Cassie Kobets and Justin Trapp's piece, "Subsidized Succulents," placed additional plant life in the Indianapolis Art Center's ArtsPark. - COURTESY THE INDIANAPOLIS ART CENTER
  • Courtesy the Indianapolis Art Center
  • Cassie Kobets and Justin Trapp's piece, "Subsidized Succulents," placed additional plant life in the Indianapolis Art Center's ArtsPark.

As Nancy and I walked from one installation to the next, the materials and applications were as varied as the concepts behind the work. One piece titled, The Drake Paradox dealt with one's belief in extraterrestrial life. Another titled, Yaw, Pitch and Roll portrayed microscopic parallels between the human body and nature, Jeff Martin's piece, Barreladons, utilized discarded fuel tanks to create a series of Dali-esque spindle-legged striding creatures.

Given Martin's experience as a former gallery owner, I asked him to compare the audience's reaction to the installations with that of a gallery setting. "The installation setting is much less formal, and I think the work is more accessible. For many, art galleries can be intimidating, expectations are different. We had an art crowd, but then we had families and people walking in off the Monon Trail -- I think the diverse crowd helped mix it up."

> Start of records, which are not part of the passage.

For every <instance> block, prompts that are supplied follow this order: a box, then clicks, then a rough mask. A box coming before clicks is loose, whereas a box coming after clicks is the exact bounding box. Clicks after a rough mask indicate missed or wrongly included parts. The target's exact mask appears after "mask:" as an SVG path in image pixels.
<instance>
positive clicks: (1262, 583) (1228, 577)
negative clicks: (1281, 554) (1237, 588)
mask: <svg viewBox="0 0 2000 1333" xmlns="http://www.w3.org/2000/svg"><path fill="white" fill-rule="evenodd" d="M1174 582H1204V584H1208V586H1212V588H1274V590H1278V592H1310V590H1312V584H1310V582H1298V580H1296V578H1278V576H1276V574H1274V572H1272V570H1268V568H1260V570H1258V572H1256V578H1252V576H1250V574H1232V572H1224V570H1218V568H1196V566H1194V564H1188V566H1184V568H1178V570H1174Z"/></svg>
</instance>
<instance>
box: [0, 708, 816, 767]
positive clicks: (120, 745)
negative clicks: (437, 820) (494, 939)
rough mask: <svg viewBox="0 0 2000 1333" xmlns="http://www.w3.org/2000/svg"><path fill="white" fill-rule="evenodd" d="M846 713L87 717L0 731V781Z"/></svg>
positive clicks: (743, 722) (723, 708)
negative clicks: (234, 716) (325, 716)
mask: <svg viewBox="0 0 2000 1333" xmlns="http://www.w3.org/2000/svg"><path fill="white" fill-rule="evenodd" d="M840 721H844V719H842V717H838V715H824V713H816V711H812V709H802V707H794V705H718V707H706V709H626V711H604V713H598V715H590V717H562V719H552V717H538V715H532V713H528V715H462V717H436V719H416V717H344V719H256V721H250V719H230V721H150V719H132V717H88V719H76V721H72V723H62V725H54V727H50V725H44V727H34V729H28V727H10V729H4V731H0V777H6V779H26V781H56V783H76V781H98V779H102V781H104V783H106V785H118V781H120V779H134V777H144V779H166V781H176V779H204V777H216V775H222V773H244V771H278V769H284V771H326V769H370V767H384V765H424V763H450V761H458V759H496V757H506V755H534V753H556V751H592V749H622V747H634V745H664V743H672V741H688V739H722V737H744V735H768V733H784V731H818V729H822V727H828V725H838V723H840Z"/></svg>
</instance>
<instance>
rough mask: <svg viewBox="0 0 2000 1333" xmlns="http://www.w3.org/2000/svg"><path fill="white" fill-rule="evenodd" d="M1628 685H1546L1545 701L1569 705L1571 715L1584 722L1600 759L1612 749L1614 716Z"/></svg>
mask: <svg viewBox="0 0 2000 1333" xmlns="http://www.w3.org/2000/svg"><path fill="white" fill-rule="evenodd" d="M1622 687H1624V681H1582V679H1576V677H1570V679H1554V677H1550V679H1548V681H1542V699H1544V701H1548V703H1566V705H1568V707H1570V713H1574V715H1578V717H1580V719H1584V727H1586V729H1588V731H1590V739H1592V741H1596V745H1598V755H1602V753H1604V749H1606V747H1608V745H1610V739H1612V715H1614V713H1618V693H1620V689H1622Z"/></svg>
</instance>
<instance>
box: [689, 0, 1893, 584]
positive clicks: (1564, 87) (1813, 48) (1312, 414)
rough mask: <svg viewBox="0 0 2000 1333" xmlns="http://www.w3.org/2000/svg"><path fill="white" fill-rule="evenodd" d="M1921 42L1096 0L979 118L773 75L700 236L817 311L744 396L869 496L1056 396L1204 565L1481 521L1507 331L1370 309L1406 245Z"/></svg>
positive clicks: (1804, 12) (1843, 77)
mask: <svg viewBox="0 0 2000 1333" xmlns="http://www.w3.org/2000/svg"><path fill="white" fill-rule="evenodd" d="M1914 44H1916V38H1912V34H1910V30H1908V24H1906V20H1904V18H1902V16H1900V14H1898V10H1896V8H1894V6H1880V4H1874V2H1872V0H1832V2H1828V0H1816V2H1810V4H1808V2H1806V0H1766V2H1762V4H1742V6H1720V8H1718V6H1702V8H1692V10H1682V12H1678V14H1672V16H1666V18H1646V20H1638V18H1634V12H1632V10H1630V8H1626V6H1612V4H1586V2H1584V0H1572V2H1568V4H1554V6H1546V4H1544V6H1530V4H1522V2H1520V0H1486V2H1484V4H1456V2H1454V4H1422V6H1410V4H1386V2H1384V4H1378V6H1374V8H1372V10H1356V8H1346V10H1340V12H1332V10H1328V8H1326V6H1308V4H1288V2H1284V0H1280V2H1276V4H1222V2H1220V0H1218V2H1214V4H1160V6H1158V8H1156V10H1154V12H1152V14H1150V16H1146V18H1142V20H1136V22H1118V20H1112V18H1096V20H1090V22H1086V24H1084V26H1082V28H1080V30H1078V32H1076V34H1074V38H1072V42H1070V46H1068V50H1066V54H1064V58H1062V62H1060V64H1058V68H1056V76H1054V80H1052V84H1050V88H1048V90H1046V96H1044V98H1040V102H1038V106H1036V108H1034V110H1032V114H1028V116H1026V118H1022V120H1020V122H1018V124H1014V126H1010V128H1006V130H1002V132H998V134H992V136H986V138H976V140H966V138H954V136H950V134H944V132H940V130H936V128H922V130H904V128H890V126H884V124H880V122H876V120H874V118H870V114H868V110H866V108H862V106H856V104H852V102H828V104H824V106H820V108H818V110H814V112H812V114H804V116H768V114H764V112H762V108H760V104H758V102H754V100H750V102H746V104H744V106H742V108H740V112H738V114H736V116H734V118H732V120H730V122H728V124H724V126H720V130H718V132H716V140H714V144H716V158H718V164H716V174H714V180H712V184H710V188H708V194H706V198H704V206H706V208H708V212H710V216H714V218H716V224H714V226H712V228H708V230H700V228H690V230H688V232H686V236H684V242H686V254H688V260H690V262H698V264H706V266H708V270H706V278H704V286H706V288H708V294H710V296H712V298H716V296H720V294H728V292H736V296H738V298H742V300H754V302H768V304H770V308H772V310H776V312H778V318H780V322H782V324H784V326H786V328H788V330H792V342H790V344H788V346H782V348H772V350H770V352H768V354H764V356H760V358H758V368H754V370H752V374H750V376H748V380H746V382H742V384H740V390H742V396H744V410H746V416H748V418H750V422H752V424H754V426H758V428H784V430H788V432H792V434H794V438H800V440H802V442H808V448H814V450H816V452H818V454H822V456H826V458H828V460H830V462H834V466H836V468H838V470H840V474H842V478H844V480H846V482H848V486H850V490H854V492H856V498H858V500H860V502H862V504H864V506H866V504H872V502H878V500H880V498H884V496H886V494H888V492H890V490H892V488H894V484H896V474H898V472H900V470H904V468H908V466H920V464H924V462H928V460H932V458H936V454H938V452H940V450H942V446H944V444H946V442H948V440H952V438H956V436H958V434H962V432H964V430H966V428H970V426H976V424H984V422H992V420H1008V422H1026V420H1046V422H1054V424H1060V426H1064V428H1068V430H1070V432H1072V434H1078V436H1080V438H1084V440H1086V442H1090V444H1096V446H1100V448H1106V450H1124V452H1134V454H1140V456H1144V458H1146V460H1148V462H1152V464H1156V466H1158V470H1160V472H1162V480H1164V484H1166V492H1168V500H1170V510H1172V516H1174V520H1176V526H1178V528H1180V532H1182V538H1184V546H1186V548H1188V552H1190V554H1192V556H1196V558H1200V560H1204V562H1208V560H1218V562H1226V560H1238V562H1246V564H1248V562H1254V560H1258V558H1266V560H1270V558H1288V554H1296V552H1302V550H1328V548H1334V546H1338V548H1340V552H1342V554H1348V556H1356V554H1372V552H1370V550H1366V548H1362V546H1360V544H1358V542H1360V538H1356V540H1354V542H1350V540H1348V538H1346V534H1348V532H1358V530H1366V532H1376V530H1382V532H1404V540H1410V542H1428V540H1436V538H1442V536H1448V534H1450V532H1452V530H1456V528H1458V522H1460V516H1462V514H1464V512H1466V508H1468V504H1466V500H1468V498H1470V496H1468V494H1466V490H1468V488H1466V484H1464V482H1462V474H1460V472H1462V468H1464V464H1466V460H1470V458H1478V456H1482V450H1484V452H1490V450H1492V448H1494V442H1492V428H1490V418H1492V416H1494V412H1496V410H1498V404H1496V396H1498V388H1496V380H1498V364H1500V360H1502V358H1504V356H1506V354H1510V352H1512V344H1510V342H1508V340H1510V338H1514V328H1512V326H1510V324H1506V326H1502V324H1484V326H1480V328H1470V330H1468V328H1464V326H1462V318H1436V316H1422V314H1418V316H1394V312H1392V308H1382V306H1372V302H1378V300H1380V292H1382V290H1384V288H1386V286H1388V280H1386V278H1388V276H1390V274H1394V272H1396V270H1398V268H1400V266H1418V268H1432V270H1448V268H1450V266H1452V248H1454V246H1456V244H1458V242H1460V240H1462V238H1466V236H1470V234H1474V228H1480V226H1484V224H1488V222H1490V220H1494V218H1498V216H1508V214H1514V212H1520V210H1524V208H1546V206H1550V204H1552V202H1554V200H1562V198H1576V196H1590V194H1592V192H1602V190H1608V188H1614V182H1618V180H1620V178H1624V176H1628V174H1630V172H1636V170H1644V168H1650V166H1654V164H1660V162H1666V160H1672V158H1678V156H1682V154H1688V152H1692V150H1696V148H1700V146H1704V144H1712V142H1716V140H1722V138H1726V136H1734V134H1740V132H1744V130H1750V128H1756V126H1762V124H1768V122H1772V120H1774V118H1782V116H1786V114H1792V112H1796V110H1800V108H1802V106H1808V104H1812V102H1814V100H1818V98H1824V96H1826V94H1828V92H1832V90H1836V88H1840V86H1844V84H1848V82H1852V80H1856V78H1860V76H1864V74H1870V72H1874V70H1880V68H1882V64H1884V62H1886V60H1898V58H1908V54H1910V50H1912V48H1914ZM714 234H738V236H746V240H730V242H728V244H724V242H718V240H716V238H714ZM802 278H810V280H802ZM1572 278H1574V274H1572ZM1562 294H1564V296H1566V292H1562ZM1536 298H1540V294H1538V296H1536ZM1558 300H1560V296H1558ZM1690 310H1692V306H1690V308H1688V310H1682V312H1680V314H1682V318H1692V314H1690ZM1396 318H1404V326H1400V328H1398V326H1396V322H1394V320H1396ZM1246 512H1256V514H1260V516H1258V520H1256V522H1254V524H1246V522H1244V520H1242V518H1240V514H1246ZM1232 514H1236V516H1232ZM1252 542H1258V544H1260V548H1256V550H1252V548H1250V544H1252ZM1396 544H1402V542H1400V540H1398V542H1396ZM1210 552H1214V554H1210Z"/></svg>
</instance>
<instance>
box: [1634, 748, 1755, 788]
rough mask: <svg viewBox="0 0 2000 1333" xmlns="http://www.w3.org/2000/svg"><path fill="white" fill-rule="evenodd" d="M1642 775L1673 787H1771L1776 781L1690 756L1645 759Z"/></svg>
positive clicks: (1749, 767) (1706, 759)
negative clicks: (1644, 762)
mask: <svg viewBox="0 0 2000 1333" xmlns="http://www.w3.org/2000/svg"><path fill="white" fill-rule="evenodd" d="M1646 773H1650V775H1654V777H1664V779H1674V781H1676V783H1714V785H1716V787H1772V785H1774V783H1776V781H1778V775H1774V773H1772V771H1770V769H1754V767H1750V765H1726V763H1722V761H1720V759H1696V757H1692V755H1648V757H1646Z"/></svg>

Nancy and I enjoyed the experience. Overall, we thought the quality and presentation of work was very high, and walking the grounds of the Art Center while looking at art was a great way to spend a Friday evening. Martin mentioned that two of the installations came from out of state, a first for the event. It will be interesting to see what changes, if any, Primary Colours has in store for next year. With the success of this event and Primary Colours' track record, we're looking forward to it.